After bearing many children and after much hard work, my mother once fell ill, and went to see a doctor in Kharkoff. Such a journey was a great event, and many preparations were made for it. My mother went well supplied with money, jars of butter, bags of sweet biscuits, fried chicken and so forth. She had great expenses ahead of her. The doctor’s fee was three roubles a visit. My mother and father always spoke of this to each other and to their guests with uplifted hands and an expression on their faces that signified their respect for the benefits of science, their regret that they cost so dear, and their pride that they were able to pay such an unheard-of price for them. We awaited my mother’s return with great excitement. She came back in a new dress that looked incredibly grand in our dining-room at Yanovka.
When we children were young, my father was quieter and gentler with us than my mother. My mother would often lose her temper with us, sometimes without reason, and would vent on us her fatigue or her chagrin over some domestic failure. We always found it more remunerative to ask our father for favors than our mother. But as time went on, my father grew sterner. The cause of this lay in the hardships of his life, in the cares which grew as his business increased, and more especially in the conditions growing out of the agrarian crisis of the ’80s, as well as in the disappointment which his children gave him.
My mother loved to read during the long winters, when Yanovka was swept by the snow drifting from all the corners of the steppe and rising over the windows. She would sit on a small three-cornered seat in the dining-room with her feet on a chair before her, or, when the early winter twilight fell, she would move into my father’s armchair near the small, frosty window, and read in a loud whisper from some worn novel out of the library at Bobrinetz, following the words with her toil-worn finger. She often grew confused, and faltered over some especially long sentence. Sometimes an explanation from any one of the children would throw an entirely new light for her on the story she had been reading. But she continued to read perseveringly and untiringly, and on quiet winter days we could hear her monotonous whisper as far as the front hall.
My father learned to spell out words even when he was quite an old man, in order to be able to read at least the titles of my books. I followed him with excitement in Berlin in 1910, when he perseveringly tried to understand my book on German Social Democracy.

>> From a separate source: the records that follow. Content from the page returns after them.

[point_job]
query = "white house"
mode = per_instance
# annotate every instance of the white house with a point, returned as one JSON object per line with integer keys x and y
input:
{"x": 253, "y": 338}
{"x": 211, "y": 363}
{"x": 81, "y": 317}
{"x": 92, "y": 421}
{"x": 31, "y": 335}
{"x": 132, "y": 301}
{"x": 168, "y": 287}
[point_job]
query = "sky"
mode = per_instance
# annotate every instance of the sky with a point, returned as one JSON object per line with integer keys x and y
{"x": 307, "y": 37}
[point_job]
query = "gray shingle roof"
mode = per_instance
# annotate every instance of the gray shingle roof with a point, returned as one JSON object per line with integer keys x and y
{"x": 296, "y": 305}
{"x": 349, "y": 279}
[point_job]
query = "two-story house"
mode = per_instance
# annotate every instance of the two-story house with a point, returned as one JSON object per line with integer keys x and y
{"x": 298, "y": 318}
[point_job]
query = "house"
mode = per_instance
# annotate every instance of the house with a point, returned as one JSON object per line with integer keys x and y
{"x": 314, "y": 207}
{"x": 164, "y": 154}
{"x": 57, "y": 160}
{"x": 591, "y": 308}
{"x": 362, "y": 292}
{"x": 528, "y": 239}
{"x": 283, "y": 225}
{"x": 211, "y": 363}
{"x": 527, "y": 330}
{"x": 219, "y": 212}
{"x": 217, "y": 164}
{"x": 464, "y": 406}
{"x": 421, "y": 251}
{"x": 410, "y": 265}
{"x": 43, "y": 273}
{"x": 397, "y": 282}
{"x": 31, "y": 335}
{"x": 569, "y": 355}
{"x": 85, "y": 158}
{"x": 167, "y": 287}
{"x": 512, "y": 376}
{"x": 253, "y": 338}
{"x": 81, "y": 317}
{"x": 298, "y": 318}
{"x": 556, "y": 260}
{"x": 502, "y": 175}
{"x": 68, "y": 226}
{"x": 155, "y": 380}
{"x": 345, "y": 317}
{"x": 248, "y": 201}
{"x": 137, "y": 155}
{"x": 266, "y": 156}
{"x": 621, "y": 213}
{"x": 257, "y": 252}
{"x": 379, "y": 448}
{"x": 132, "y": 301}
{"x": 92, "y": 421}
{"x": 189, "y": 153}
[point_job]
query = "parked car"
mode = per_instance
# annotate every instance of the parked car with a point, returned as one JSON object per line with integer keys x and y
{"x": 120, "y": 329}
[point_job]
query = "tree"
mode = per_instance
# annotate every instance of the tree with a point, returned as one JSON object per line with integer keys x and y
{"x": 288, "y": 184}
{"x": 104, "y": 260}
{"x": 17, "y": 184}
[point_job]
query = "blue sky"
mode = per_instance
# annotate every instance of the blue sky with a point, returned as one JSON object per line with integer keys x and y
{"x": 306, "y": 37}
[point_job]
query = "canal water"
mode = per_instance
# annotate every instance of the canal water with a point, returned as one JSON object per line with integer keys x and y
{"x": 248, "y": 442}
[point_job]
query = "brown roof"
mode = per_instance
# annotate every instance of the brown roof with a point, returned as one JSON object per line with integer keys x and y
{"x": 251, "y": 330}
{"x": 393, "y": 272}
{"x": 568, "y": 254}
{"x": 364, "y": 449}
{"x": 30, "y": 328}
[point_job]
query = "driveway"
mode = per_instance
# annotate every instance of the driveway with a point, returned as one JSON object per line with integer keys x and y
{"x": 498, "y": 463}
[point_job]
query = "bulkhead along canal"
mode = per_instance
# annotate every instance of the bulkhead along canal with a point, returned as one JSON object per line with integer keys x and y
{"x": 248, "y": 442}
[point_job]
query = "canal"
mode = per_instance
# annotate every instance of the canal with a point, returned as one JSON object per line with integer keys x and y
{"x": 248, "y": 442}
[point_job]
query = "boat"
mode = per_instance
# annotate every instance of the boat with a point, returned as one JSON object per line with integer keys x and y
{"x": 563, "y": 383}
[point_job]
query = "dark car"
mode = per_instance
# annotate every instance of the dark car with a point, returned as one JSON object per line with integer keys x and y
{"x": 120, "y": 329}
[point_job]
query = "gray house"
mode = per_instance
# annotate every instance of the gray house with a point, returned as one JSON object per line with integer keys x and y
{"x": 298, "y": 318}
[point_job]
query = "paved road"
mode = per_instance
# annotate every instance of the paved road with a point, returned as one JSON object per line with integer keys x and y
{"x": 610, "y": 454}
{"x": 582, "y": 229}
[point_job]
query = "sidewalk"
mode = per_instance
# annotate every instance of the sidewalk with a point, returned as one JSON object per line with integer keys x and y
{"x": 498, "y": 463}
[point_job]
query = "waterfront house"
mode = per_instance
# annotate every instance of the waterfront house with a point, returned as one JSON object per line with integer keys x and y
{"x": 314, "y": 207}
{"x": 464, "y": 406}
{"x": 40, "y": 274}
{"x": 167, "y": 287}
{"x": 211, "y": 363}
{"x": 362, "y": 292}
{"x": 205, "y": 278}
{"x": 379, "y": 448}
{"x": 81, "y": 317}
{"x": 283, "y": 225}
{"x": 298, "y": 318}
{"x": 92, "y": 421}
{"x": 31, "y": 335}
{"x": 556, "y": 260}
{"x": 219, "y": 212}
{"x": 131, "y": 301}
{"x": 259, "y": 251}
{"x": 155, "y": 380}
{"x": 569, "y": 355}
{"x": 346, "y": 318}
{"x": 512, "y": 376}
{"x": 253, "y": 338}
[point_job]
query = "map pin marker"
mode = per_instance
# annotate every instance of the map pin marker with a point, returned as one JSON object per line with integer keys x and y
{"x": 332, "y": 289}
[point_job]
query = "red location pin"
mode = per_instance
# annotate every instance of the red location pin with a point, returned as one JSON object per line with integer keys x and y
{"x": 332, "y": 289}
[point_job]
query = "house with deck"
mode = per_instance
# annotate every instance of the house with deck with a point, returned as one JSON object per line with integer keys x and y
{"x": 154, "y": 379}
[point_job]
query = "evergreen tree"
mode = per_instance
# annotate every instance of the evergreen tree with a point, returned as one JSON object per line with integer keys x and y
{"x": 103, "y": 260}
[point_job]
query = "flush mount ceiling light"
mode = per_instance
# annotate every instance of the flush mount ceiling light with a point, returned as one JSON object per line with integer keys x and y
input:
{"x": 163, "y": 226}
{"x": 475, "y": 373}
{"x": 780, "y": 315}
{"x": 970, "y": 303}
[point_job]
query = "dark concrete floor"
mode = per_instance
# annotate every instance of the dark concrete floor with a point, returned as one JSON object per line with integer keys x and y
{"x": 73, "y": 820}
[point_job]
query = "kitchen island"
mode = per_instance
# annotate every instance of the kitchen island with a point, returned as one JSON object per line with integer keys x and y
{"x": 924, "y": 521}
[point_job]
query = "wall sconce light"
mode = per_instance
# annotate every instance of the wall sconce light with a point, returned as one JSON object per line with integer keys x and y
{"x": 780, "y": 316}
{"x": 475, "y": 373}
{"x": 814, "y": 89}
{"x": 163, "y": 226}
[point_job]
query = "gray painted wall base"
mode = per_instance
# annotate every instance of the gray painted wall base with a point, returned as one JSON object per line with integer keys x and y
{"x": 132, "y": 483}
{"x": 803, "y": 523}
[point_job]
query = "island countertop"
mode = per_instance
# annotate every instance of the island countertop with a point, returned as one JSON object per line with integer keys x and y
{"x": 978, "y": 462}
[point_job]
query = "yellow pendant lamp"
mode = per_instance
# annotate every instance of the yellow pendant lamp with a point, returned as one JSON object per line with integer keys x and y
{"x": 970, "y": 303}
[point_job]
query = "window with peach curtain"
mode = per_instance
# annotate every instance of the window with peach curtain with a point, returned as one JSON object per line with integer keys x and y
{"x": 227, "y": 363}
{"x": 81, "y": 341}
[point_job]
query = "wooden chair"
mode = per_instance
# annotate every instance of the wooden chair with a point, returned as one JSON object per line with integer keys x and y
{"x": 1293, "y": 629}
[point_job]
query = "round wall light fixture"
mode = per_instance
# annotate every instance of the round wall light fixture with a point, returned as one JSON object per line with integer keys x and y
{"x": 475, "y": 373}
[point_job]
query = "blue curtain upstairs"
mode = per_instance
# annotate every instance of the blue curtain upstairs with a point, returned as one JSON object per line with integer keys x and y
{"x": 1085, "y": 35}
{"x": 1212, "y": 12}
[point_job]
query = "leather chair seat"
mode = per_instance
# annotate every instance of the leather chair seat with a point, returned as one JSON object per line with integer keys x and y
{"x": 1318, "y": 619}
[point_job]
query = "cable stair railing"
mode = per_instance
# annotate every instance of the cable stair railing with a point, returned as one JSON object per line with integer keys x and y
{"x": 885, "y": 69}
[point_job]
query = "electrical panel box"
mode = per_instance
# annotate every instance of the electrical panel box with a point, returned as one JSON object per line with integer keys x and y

The October Revolution found my father a very prosperous man. My mother had died in 1910, but my father lived to see the rule of the Soviets. At the height of the civil war, which raged with especial fury in the South and was accompanied by constant changes of government, the old man of seventy was obliged to walk hundreds of miles to find shelter in Odessa. The Reds were a menace to him because he was rich; the Whites persecuted him because he was my father. After the South had been freed of White soldiers by the Soviet troops, he was enabled to come to Moscow. He had lost all his savings in the Revolution. For more than a year he ran a small state mill near Moscow. The Commissar of Food at that time, Tzyurupa, used to enjoy chatting with him on agricultural subjects. My father died of typhus in the spring of 1922, at the very moment when I was reading my report at the Fourth Congress of the Communist International.